ForeTiS.model._base_model

Module Contents

Classes

BaseModel

BaseModel parent class for all models that can be used within the framework.

class ForeTiS.model._base_model.BaseModel(optuna_trial, datasets, featureset_name, pca_transform, target_column, optimize_featureset)[source]

Bases: abc.ABC

BaseModel parent class for all models that can be used within the framework.

Every model must be based on BaseModel directly or BaseModel’s child classes, e.g. SklearnModel or TorchModel

** Attributes **

  • Instance attributes *

  • optuna_trial (optuna.trial.Trial): trial of optuna for optimization

  • datasets (list<pd.DataFrame>): all datasets that are available

  • n_outputs (int): number of outputs of the prediction model

  • all_hyperparams (dict): dictionary with all hyperparameters with related info that can be tuned (structure see define_hyperparams_to_tune)

  • dataset (pd.DataFrame): the dataset for this optimization trial

  • model: model object

  • target_column: the target column for the prediction

  • pca_transform: whether conducting pca transformation should be a hyperparameter to optimize or not

  • featureset: the recent featureset

Parameters:
  • optuna_trial (optuna.trial.Trial) – Trial of optuna for optimization

  • datasets (list) – all datasets that are available

  • featureset_name (str) – the name of the recent feature set

  • target_column (str) – the target column for the prediction

  • pca_transform (bool) – whether conducting pca transformation should be a hyperparameter to optimize or not

  • optimize_featureset (bool) – whether the feature set should be optimized or not

abstract define_model()[source]

Method that defines the model that needs to be optimized. Hyperparams to tune have to be specified in all_hyperparams and suggested via suggest_hyperparam_to_optuna(). The hyperparameters have to be included directly in the model definiton to be optimized. e.g. if you want to optimize the number of layers, do something like

n_layers = self.suggest_hyperparam_to_optuna('n_layers') # same name in define_hyperparams_to_tune()
for layer in n_layers:
    do something

Then the number of layers will be optimized by optuna.

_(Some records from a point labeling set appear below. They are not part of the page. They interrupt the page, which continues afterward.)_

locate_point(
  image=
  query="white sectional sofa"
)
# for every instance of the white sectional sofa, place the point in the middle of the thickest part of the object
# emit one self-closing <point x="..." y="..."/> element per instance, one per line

abstract define_hyperparams_to_tune()[source]

Method that defines the hyperparameters that should be tuned during optimization and their ranges. Required format is a dictionary with:

{
    'name_hyperparam_1':
        {
        # MANDATORY ITEMS
        'datatype': 'float' | 'int' | 'categorical',
        FOR DATATYPE 'categorical':
            'list_of_values': []  # List of all possible values
        FOR DATATYPE ['float', 'int']:
            'lower_bound': value_lower_bound,
            'upper_bound': value_upper_bound,
            # OPTIONAL ITEMS (only for ['float', 'int']):
            'log': True | False  # sample value from log domain or not
            'step': step_size # step of discretization.
                                # Caution: cannot be combined with log=True
                                                # - in case of 'float' in general and
                                                # - for step!=1 in case of 'int'
        },
    'name_hyperparam_2':
        {
        ...
        },
    ...
    'name_hyperparam_k':
        {
        ...
        }
}

If you want to use a similar hyperparameter multiple times (e.g. Dropout after several layers), you only need to specify the hyperparameter once. Individual parameters for every suggestion will be created.

Return type:

dict

abstract retrain(retrain)[source]

Method that runs the retraining of the model

Parameters:

retrain (pandas.DataFrame) – data for retraining

abstract update(update, period)[source]

Method that runs the updating of the model

Parameters:
  • update (pandas.DataFrame) – data for updating

  • period (int) –

abstract predict(X_in)[source]

Method that predicts target values based on the input X_in

Parameters:

X_in (pandas.DataFrame) – feature matrix as input

Returns:

numpy array with the predicted values

Return type:

numpy.array

abstract train_val_loop(train, val)[source]

Method that runs the whole training and validation loop

Parameters:
  • train (pandas.DataFrame) – data for the training

  • val (pandas.DataFrame) – data for validation

Returns:

predictions on validation set

Return type:

numpy.array

suggest_hyperparam_to_optuna(hyperparam_name)[source]

Suggest a hyperparameter of hyperparam_dict to the optuna trial to optimize it.

If you want to add a parameter to your model / in your pipeline to be optimized, you need to call this method

Parameters:

hyperparam_name (str) – name of the hyperparameter to be tuned (see define_hyperparams_to_tune)

Returns:

suggested value

suggest_all_hyperparams_to_optuna()[source]

Some models accept a dictionary with the model parameters. This method suggests all hyperparameters in all_hyperparams and gives back a dictionary containing them.

Returns:

dictionary with suggested hyperparameters

Return type:

dict

featureset_hyperparam()[source]

Method that defines the feature set hyperparameter that should be tuned during optimization and its ranges.

pca_transform()[source]

Method that defines the pca transform hyperparameter that should be tuned during optimization and its ranges.

save_model(path, filename)[source]

Persist the whole model object on a hard drive (can be loaded with load_model)

Parameters:
  • path (str) – path where the model will be saved

  • filename (str) – filename of the model